Over on WUWT, Leif Svalgaard has published his solar-terrestrial manifesto. I’ve left a couple of comments…
Here’s what Leif plans for the future of solar science – A newly homogenised and flat solar history:
“new reconstructions of Total Solar Irradiance also contribute to our improved knowledge (or at least best guess) of the environment of the Earth System, with obvious implications for management of space-based technological assets or, perhaps, even climate.”
Well since Leif is endeavouring to fit the sunspot and TSI data to the carbon agenda by ironing it as flat as possible, I guess we all know what the subtext of this passage means.
“A strong check and confirmation of the effect of the weighting have been carried out the past year by the Locarno observers, counting both with and without weighting, so the magnitude of the effect of the weighting is now established and is no longer an open issue.”

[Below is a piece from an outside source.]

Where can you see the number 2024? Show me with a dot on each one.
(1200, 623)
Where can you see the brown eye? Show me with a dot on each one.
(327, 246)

Attempting a calibration and imposing it on long term historical sunspot records at a time when the sunspot count is anomalously diverging from other solar metrics such as the f10.7 flux is not a valid procedure IMO.
The point was that the Group sunspot number is flawed and must be abandoned. The hard work by Hoyt and Schatten has not beem in vain because the data they dug up will be incorporated in the revised sunspot number, just calibrated correctly.

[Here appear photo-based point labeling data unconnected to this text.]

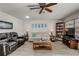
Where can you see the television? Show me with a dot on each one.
(71, 32)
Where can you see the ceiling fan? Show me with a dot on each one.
(42, 6)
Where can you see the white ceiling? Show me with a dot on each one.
(19, 10)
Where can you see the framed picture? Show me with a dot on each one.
(6, 25)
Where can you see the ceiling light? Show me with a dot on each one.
(27, 17)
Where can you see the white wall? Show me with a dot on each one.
(50, 23)
(17, 23)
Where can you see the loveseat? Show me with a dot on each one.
(9, 42)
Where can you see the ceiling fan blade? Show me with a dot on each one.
(50, 4)
(41, 11)
(48, 10)
(42, 4)
(32, 5)
(35, 8)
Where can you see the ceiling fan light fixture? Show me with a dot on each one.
(27, 17)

Since we don’t know much about how the Sun operates over long timescales, it would seem prudent to continue to monitor all of the longer datasets and update them. If we are seeing less groups but more spots, that in itself may be important, we don’t know. To “abandon” metrics maintained over centuries because they don’t fit the agenda is a dereliction of scientific duty.
I agree we should endeavour to ‘calibrate correctly’. ‘Adjusting’ dispararate metrics so they ‘all sing off the same hymn sheet’ may not be the way to do that however. The Sun is still mysterious and since Leif has just abandoned 50 years of deep dynamo theory (Which he previously assured us was “well grounded in solid physics”) in favour of a ‘shallow dynamo’ hypothesis, we should treasure our historical records and not allow them to be manipulated by someone who has strong opinions on the ‘correct’ theory.
James Hansen and NASA GIStemp springs to mind.
Metrics should be maintained and calibrated by impartial bodies whose principle remit is the custodianship of data, not its application. Allowing the definition and calibration of the metrics to be in the same hands as those writing new theory is a recipe for bias. We should not repeat the mistakes of the past so quickly.